Return to the footpath and keep ahead to arrive at the riverside.


Turn right. Almost immediately there is a monument to this country's truly horrible history - a memorial to Captured Africans by Kevin Dalton Johnson. It is a reminder that Lancaster was once complicit in the Slave Trade. From here we would want to move swiftly on - but pause and think. There is a view that schools should place greater emphasis on the benefits the British Empire bestowed on the world. It would take an awful lot of benefits to wipe the stain of this evil trade practiced by some who have been lauded as national heroes.

From here cut through on Damside which crosses busy Bridge Lane (in effect the A6) and passes the bus station to Thurnham Street turn right and cross the road at a pedestrian crossing into Moor Lane.


Just after the Duke's Playhouse look for another grim reminder of our glorious history. This one is about the War on Women characterised 400 years ago by killing witches. Nearby this spot the so called Pendle Witches were executed.

Continue on Moor Lane following it as it bends to meet a junction close to Royal Lancaster Grammar School. Keep ahead into Wyresdale Road and continue to climb past annexes of the school to arrive at the entrance of Williamson Park.

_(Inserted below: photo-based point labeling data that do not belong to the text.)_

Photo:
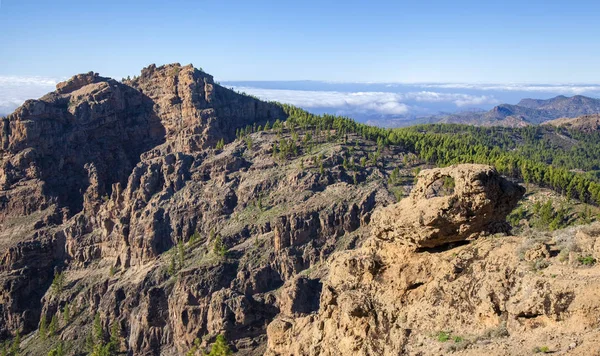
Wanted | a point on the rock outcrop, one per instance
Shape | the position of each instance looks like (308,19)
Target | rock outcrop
(390,298)
(449,205)
(116,188)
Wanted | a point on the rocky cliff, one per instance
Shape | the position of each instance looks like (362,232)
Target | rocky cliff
(160,212)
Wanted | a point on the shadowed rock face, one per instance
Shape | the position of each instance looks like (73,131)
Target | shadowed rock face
(389,297)
(64,155)
(449,205)
(102,180)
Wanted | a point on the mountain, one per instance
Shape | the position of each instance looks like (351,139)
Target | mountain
(587,123)
(167,215)
(526,112)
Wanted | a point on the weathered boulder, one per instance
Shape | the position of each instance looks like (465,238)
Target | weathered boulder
(448,205)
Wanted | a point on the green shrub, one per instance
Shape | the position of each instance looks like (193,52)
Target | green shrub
(587,260)
(219,247)
(443,336)
(541,349)
(58,283)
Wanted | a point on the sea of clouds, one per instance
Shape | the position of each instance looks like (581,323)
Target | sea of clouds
(363,101)
(15,90)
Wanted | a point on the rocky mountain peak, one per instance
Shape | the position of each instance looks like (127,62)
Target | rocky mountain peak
(78,81)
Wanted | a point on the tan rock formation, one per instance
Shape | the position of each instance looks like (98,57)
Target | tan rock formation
(448,205)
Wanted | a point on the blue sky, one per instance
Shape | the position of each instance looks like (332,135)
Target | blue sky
(441,56)
(375,41)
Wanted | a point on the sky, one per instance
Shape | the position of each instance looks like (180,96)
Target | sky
(456,43)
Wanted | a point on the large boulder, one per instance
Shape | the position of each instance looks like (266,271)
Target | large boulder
(448,205)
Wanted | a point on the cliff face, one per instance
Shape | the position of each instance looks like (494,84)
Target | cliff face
(428,282)
(81,165)
(116,206)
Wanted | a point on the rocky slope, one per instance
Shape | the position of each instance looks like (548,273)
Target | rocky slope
(427,282)
(526,112)
(159,213)
(116,204)
(586,123)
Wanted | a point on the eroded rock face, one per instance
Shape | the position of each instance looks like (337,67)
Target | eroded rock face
(448,205)
(79,166)
(488,296)
(140,179)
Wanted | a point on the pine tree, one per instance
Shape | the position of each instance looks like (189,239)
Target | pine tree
(115,338)
(220,347)
(53,327)
(43,329)
(67,313)
(15,348)
(181,254)
(98,331)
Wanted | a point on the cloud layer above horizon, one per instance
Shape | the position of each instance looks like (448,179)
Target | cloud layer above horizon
(360,100)
(365,102)
(15,90)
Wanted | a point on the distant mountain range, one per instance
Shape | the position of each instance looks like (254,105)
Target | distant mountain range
(526,112)
(586,123)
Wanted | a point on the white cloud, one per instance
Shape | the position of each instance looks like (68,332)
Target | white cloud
(15,90)
(575,89)
(383,103)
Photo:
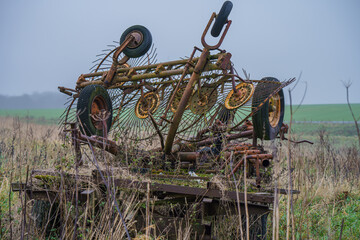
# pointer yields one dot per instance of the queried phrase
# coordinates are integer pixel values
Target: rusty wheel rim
(274, 110)
(147, 104)
(236, 100)
(98, 106)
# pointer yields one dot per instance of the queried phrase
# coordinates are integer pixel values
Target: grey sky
(47, 43)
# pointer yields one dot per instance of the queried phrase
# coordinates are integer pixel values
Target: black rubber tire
(261, 123)
(221, 18)
(144, 45)
(85, 100)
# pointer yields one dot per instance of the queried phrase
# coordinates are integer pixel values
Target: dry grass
(327, 176)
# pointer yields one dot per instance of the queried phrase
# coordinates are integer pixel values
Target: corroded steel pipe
(188, 156)
(146, 67)
(138, 77)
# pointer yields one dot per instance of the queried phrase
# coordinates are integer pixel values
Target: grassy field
(327, 177)
(306, 120)
(323, 112)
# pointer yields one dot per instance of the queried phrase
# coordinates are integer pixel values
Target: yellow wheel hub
(274, 110)
(237, 99)
(147, 104)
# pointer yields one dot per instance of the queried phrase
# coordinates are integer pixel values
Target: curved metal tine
(247, 76)
(101, 54)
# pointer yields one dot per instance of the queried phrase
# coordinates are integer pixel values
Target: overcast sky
(47, 43)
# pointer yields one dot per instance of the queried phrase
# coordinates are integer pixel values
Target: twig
(237, 195)
(342, 226)
(290, 196)
(111, 193)
(246, 206)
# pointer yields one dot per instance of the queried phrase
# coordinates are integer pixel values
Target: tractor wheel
(221, 18)
(268, 119)
(142, 43)
(94, 108)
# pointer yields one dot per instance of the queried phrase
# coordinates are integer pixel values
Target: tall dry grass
(326, 175)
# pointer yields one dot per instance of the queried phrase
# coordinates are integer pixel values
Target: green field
(323, 112)
(336, 113)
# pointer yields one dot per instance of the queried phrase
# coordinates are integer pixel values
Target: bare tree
(347, 85)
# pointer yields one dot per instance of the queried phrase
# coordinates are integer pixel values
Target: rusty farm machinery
(195, 114)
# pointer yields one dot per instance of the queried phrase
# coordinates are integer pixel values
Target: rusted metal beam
(194, 191)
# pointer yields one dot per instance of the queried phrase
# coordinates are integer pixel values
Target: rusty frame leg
(75, 142)
(185, 99)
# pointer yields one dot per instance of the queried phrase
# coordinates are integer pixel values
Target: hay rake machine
(198, 111)
(192, 107)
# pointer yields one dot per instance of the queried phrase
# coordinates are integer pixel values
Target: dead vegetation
(327, 206)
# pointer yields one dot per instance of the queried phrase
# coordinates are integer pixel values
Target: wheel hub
(237, 99)
(274, 110)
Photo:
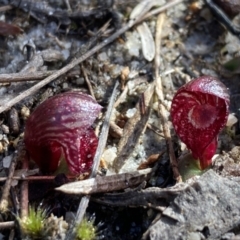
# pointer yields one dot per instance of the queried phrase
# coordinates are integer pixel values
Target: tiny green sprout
(32, 226)
(86, 230)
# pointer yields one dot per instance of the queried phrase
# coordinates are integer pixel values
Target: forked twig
(86, 55)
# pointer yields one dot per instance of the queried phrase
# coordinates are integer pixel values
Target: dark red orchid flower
(199, 112)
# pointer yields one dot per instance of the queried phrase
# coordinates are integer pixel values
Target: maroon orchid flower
(62, 127)
(199, 112)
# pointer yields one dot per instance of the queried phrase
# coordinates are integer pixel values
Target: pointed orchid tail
(62, 126)
(199, 112)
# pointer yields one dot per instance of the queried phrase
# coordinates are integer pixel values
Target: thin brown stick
(160, 9)
(83, 57)
(22, 77)
(7, 186)
(34, 178)
(24, 192)
(159, 91)
(101, 145)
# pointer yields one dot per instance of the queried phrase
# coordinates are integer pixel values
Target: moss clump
(32, 226)
(86, 230)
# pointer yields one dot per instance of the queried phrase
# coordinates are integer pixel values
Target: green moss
(32, 226)
(86, 230)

Turn left into this attractive amenity


and follow its main drive through trees to a wide area of open space dominated by the impressive Ashton memorial - a great domed neo classical building which is one of Lancashire's most prominent landmarks particularly eye catching for motorists on the M6 especially when heading north.


Close up it is even more imposing. Built for Lord Ashton in the first decade of the 20th century it was intended as a memorial to his deceased second wife. Happily this rather morbid aspect of its creation has been well and truly subverted because now the city promotes the spacious ground floor hall as a wedding venue. And why not - the almost white Portland stone and its graceful lines seem to suggest a tiered wedding cake.
If there is not a wedding or a theatre production access to the ground floor is free and a contribution to an honesty box will ensure a guilt free visit to the first floor balcony - a must do item on any Lancastrian's bucket list. The views across the River Lune and Morecambe Bay are extensive.
There is far more to see in Lancaster but this walk will give you a taster and an appetite to return to delve deeper into its wonderful heritage.